Even though he completed his speech therapy by middle school, he absolutely didn’t want to be a litigator after he got his law degree. He kept thinking: “I don’t want to be in a courtroom and have to stand up in front of a jury.”
He discovered the perfect legal niche for his skills in 1996 after he was hired to be a summer associate at Lindquist & Vennum. Within his first week on the job, he met some of Lindquist’s mergers and acquisitions attorneys and they invited him to work on a deal with them.
“This is it,” he remembers thinking. “This is how I can use my law degree in a way that’s not being in the courtroom.” Instead of the adversarial nature of litigation, he said he liked the “idea of working with the other side to achieve a common goal.”
Michaud was hired by Lindquist out of law school, and it’s where he built a robust M&A and private equity practice. He also rose within the ranks of the firm’s leadership. He was elected to one of the coveted seats on Lindquist’s Management Committee.
Michaud gave up his practice to channel his energy to his firm’s chair responsibilities, but he continues to do pro bono work. He also has won the battle with his public speaking demons by employing strategies that work best for him.

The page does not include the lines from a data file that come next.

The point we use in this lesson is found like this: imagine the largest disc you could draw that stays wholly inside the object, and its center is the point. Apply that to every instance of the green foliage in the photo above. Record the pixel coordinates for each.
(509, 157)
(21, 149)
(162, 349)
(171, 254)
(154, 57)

In his new job as chair, he wants to promote a “culture of innovation,” which includes embracing technology and altering work procedures that can be done more efficiently. While the chair sets the strategic direction and vision for the firm, Michaud does so by meeting with key clients and constantly talking with his firm’s attorneys.
In a meeting with some lawyer associates, he joked about his new role. “The two things I find hardest are public speaking and having to mingle in a party setting,” he said. Then he quipped to the associates that those activities have become “No. 1 and 2 of my job requirements.”